School Reopens. COVID-19 Cases Emerge. Rinse And Repeat ... 700 Schools and Counting

August 18, 2020

 
Children getting on the bus returning to school (U.S. Air Force photo by L.A. Shively)

Children getting on the bus returning to school (U.S. Air Force photo by L.A. Shively)

By Laura Clawson

Daily Kos

Despite the threat of COVID-19, schools keep reopening—and quickly experiencing outbreaks of the virus. We see scattered news reports on those school outbreaks, but it can be hard to understand the scope of the problem. Until now. 

A Kansas high school teacher is keeping a spreadsheet tracking COVID-19 in schools, and it’s up to 700 entries. That’s not 400 kids in one school, 200 in another, and 50 in each of two more. There are 700 different schools on Alisha Morris’ spreadsheet.

“We knew this would happen, and we had tried to make it known that it would happen, but seeing it on paper was, I think, the eye-opening part about it,” Morris told The Washington Post. “It’s just that terrifying moment when you open it up and just keeps scrolling and you’re like: ‘How can there be so many?’”

Morris started her spreadsheet on Aug. 7 and it quickly became so overwhelming and important that 35 volunteers are now helping her keep it going. Find the spreadsheet here.

And as more schools open—pushed to do so by officials ignoring the health and safety of students and teachers—the flood of stories of COVID-19 in schools isn’t exactly letting up.

  • On Sunday the University of North Carolina reported its fourth cluster of cases in three days. Also, a sorority at Oklahoma State University has 23 cases, and college parties in Alabama and Georgia are causing worries about what’s coming.

  • An Oklahoma high school student went to school knowing they’d tested positive but thinking it was safe because they were asymptomatic. That points to the importance of school officials in making decisions about safety, because individuals are not necessarily going to know all the facts.

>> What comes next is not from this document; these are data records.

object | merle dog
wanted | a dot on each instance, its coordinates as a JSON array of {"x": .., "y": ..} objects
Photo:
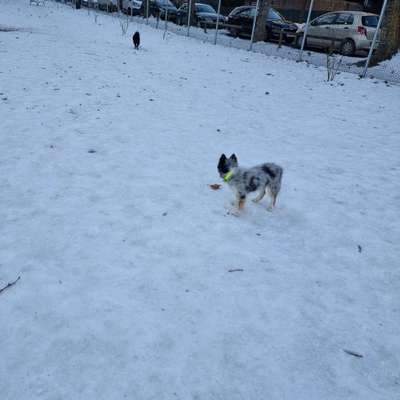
[
  {"x": 136, "y": 40},
  {"x": 246, "y": 180}
]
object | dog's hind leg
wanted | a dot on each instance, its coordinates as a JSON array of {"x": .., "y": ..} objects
[
  {"x": 260, "y": 196},
  {"x": 239, "y": 204},
  {"x": 274, "y": 194}
]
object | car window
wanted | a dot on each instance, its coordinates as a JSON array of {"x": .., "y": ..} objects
[
  {"x": 237, "y": 11},
  {"x": 344, "y": 19},
  {"x": 326, "y": 19},
  {"x": 204, "y": 8},
  {"x": 248, "y": 12},
  {"x": 164, "y": 3},
  {"x": 370, "y": 20},
  {"x": 273, "y": 15}
]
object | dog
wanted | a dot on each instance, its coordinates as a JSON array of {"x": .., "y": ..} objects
[
  {"x": 247, "y": 180},
  {"x": 136, "y": 40}
]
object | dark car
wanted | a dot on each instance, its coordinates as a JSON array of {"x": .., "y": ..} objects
[
  {"x": 159, "y": 8},
  {"x": 203, "y": 14},
  {"x": 240, "y": 23}
]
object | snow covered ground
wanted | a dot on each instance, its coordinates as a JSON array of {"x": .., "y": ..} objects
[{"x": 124, "y": 252}]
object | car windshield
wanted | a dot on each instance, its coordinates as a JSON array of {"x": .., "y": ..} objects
[
  {"x": 204, "y": 8},
  {"x": 274, "y": 15},
  {"x": 370, "y": 20},
  {"x": 164, "y": 3}
]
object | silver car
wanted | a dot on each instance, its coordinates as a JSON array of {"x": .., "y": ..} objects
[{"x": 345, "y": 31}]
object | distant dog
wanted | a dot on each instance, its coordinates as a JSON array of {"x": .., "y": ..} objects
[
  {"x": 136, "y": 40},
  {"x": 246, "y": 180}
]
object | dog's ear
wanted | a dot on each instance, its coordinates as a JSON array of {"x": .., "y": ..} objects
[{"x": 233, "y": 159}]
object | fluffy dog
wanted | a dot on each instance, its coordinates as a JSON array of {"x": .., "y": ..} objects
[
  {"x": 136, "y": 40},
  {"x": 246, "y": 180}
]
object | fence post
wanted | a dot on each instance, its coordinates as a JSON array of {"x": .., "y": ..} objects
[
  {"x": 189, "y": 15},
  {"x": 305, "y": 31},
  {"x": 166, "y": 22},
  {"x": 217, "y": 24},
  {"x": 254, "y": 26},
  {"x": 374, "y": 40}
]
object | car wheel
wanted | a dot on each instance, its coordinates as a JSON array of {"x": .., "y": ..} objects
[{"x": 347, "y": 48}]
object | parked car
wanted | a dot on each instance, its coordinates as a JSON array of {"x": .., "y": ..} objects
[
  {"x": 345, "y": 31},
  {"x": 159, "y": 8},
  {"x": 131, "y": 7},
  {"x": 203, "y": 13},
  {"x": 240, "y": 23},
  {"x": 108, "y": 5}
]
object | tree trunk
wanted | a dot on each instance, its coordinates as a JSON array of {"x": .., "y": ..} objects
[
  {"x": 260, "y": 33},
  {"x": 389, "y": 41}
]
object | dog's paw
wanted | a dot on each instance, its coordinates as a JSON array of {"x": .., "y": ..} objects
[{"x": 234, "y": 211}]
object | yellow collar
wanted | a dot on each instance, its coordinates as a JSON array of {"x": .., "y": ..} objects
[{"x": 228, "y": 176}]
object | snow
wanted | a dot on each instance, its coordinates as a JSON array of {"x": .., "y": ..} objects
[{"x": 124, "y": 252}]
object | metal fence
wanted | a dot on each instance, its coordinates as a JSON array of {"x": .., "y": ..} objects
[{"x": 344, "y": 42}]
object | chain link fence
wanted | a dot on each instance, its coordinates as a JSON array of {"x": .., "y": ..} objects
[{"x": 340, "y": 41}]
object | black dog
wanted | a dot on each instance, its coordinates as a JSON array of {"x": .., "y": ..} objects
[{"x": 136, "y": 40}]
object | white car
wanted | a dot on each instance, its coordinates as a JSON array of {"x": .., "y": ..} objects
[
  {"x": 346, "y": 31},
  {"x": 108, "y": 5}
]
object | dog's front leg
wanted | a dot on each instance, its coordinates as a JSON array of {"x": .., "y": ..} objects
[{"x": 260, "y": 196}]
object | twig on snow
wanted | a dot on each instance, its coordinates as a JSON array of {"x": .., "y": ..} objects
[
  {"x": 353, "y": 353},
  {"x": 10, "y": 284}
]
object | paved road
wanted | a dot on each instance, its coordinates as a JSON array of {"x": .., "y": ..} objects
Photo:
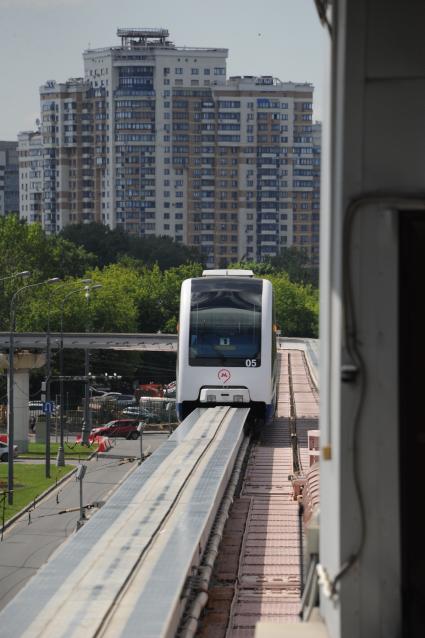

Twenty-two students who were in contact with that student and one other who tested positive now have to quarantine.

  • One Arizona school couldn’t open on Monday because of pushback from teachers, who refused to show up in person due to safety concerns.

  • Los Angeles is starting school all-remote, but working on a testing plan that could enable schools to open safely at some point, an effort detailed by Superintendent Austin Beutner.

  • Texas, on the other hand, has decided that the way to not have a coronavirus problem in schools is to refuse to track the data.

This is a rolling public health disaster, and while the original and ongoing failure to contain the coronavirus pandemic is fully on Donald Trump, the decisions to open schools when it’s not safe to do so have come from officials in state after state, and town after town.